Inject dynamic context into every LLM turn. A pre_llm_call hook returning {"context": "..."} prepends its output to the next user message. Great for current time, git status, pwd, MOTD, or anything else you want the model to know without typing it.
Observe delegation. New subagent_stop event fires once per delegate_task child with parent_session_id, child_role, child_summary, child_status, duration_ms.
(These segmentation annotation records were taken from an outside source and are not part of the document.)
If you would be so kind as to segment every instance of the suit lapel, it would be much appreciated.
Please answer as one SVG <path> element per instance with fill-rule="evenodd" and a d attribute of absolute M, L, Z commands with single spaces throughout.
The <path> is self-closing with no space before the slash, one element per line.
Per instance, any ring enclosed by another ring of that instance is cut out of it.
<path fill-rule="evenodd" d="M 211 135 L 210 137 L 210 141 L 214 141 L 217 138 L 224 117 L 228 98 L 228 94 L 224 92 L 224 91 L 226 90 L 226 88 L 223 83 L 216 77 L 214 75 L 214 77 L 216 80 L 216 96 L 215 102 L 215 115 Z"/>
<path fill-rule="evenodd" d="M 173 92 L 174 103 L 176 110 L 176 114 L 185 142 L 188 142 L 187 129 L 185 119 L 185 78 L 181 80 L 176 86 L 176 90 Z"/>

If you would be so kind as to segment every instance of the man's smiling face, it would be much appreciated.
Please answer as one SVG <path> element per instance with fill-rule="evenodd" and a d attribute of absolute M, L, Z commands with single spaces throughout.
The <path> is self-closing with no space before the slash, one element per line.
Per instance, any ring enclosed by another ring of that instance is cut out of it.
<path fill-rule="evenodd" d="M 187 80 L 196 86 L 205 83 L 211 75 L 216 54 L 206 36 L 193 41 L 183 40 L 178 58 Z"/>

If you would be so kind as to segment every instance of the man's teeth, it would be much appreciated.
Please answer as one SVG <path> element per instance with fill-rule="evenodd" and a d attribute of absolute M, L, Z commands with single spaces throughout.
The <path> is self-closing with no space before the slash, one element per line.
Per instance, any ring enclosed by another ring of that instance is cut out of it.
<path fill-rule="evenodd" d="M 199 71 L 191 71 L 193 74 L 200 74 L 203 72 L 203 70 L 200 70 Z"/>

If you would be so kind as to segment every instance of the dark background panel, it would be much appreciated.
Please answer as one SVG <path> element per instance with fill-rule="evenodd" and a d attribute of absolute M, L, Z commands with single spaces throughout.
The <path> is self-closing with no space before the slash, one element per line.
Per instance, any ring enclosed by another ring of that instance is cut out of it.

Log, audit, forward to a dashboard — without patching Hermes.

Example — block `rm -rf` in bash

# ~/.hermes/agent-hooks/block-rm-rf.sh
#!/usr/bin/env bash
payload=$(cat)
if echo "$payload" | grep -q "rm -rf"; then
  printf '{"decision": "block", "reason": "rm -rf is blocked by policy"}\n'
else
  printf '{}\n'
fi

# ~/.hermes/config.yaml
hooks:
  pre_tool_call:
    - matcher: "terminal"
      command: "~/.hermes/agent-hooks/block-rm-rf.sh"
      timeout: 5
  pre_llm_call:
    - command: "python3 ~/.hermes/agent-hooks/inject-context.py"
  subagent_stop:
    - command: "~/.hermes/agent-hooks/log-orchestration.sh"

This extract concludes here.